Nel periodo dell’indagine è stato stimato un traffico di circa 109 chili di sostanze stupefacenti, 47 dei quali sequestrati dai poliziotti in diverse occasioni. Sequestrato pure un libro mastro, con diversi conteggi relativi ai proventi ottenuti dalle vendite della droga.

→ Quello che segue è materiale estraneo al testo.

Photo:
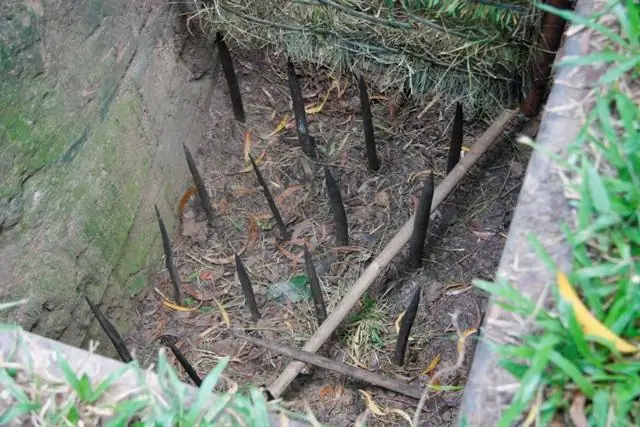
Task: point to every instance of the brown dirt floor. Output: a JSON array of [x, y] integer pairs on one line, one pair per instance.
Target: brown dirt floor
[[465, 242]]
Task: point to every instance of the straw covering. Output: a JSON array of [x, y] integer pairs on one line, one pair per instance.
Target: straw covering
[[475, 52]]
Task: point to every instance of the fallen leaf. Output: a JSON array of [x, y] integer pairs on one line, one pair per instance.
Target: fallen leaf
[[382, 199], [576, 412], [588, 321], [196, 294], [373, 407]]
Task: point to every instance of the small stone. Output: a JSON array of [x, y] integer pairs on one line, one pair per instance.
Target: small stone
[[382, 199]]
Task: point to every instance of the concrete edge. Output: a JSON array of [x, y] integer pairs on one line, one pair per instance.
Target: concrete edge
[[541, 210], [42, 355]]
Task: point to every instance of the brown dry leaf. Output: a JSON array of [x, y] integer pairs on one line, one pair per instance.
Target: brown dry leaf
[[576, 412], [247, 146], [371, 405], [196, 294], [382, 199]]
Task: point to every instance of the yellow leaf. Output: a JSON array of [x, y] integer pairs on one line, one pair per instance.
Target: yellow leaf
[[281, 126], [179, 307], [590, 325], [373, 407], [431, 366], [223, 313]]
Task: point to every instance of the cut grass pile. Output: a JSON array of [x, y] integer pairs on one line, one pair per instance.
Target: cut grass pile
[[476, 52], [581, 366]]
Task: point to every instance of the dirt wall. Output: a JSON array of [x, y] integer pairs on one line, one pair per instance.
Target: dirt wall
[[96, 99]]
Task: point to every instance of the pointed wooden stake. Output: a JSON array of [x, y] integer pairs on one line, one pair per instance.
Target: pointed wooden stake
[[232, 79], [202, 189], [456, 139], [111, 332], [367, 122], [168, 259], [337, 208], [316, 289], [405, 328], [421, 223], [193, 374], [247, 289], [272, 204], [307, 142]]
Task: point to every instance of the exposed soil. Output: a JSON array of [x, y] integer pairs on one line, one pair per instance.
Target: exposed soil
[[465, 242]]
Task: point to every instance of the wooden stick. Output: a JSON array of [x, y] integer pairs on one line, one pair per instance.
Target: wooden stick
[[390, 251], [247, 289], [332, 365], [456, 139], [405, 329], [337, 208], [112, 333], [272, 204], [168, 259], [202, 189], [232, 79], [316, 289], [367, 124], [421, 223]]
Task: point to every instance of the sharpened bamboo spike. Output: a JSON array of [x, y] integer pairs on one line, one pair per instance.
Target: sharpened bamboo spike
[[272, 204], [111, 332], [307, 142], [202, 189], [316, 289], [247, 289], [337, 208], [168, 259], [405, 328], [232, 79], [421, 223], [367, 123], [456, 139], [193, 374]]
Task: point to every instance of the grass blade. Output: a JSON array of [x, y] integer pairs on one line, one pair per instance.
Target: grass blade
[[232, 79], [421, 223], [456, 139], [111, 332], [199, 183], [168, 259], [367, 123], [316, 289], [247, 289], [272, 204], [306, 140], [405, 328], [337, 208]]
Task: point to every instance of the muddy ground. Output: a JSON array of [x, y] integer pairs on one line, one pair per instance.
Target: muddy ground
[[465, 242]]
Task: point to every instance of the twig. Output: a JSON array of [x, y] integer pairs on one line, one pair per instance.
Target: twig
[[367, 124], [168, 259], [270, 201], [232, 79], [405, 328], [306, 140], [111, 332], [390, 251], [421, 223], [456, 139], [337, 208], [332, 365], [247, 289], [202, 189], [316, 289]]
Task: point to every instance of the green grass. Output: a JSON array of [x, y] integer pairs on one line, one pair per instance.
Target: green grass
[[559, 366], [68, 399]]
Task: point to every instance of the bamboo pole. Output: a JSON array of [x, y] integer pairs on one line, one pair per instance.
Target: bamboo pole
[[376, 267]]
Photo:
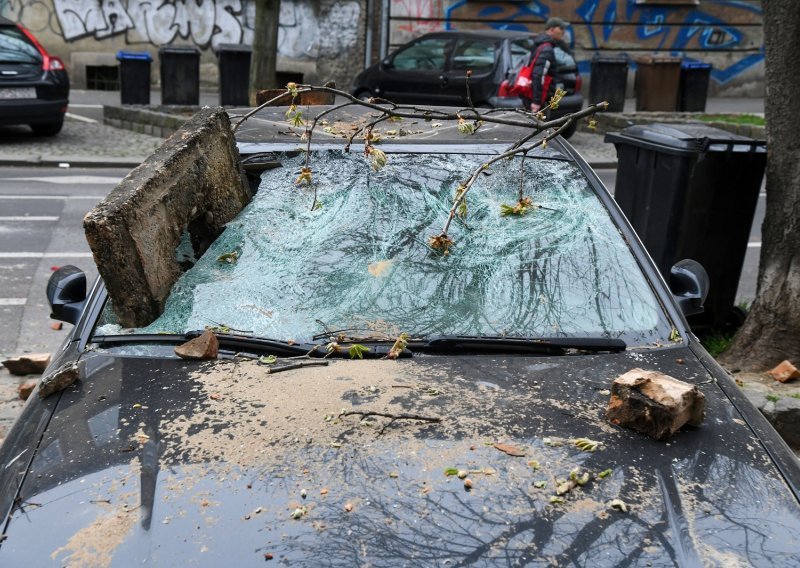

Grazie ai servizi tecnici attivati, gli investigatori hanno intercettato l’arrivo di un mezzo pesante proveniente dal porto di Brindisi. In quella circostanza è stato documentato l’acquisto, il trasporto e il contestuale pagamento di almeno dieci chili di cocaina, poi rinvenuta e sequestrata dai poliziotti.

 

Gli investigatori hanno anche documentato il tentato "colpo" degli indagati, che stavano organizzando l’acquisto di 100 chili di cocaina dall’America centrale, che sarebbe giunta in Italia passando per il porto di Anversa. Progetto che non andò in porto ma che rende l’idea del volume di traffico che gli indagati erano in grado di sostenere.

 

A segnare l’indagine è stato il tentato omicidio cui hanno preso parte nel giugno 2021 ad Ibiza i due 33enni indagati, assieme ad un 36enne con il quale avrebbero dovuto iniziare una collaborazione, consistente in estorsioni e traffico di droga. Il 36enne, incoraggiato dai due complici, che, oltre a fornirgli l’arma, lo avrebbero affiancato durante l’assalto,  voleva vendicarsi di un ragazzo, a causa dell’atteggiamento spavaldo tenuto di fronte ad una donna. I tre fecero irruzione armata in una villa nella quale si stava tenendo una festa, raggiungendo la vittima che veniva colpita alla testa e alle gambe con sei colpi d’arma da fuoco.

 

Al termine dell'indagine diretta dalla Procura della Repubblica di Padova, la Squadra mobile, in collaborazione con il Reparto prevenzione crimine Veneto, le Squadre mobili di Udine, Rimini, Trieste, Gorizia, Milano e i commissariati di Jesolo e Tolmezzo, hanno eseguito un’ordinanza applicativa di 18 misure cautelari (tre custodie cautelari in carcere, due arresti domiciliari e 13 obblighi di dimora). Al momento cinque destinatari delle misure risultano irreperibili sul territorio nazionale in quanto all’estero.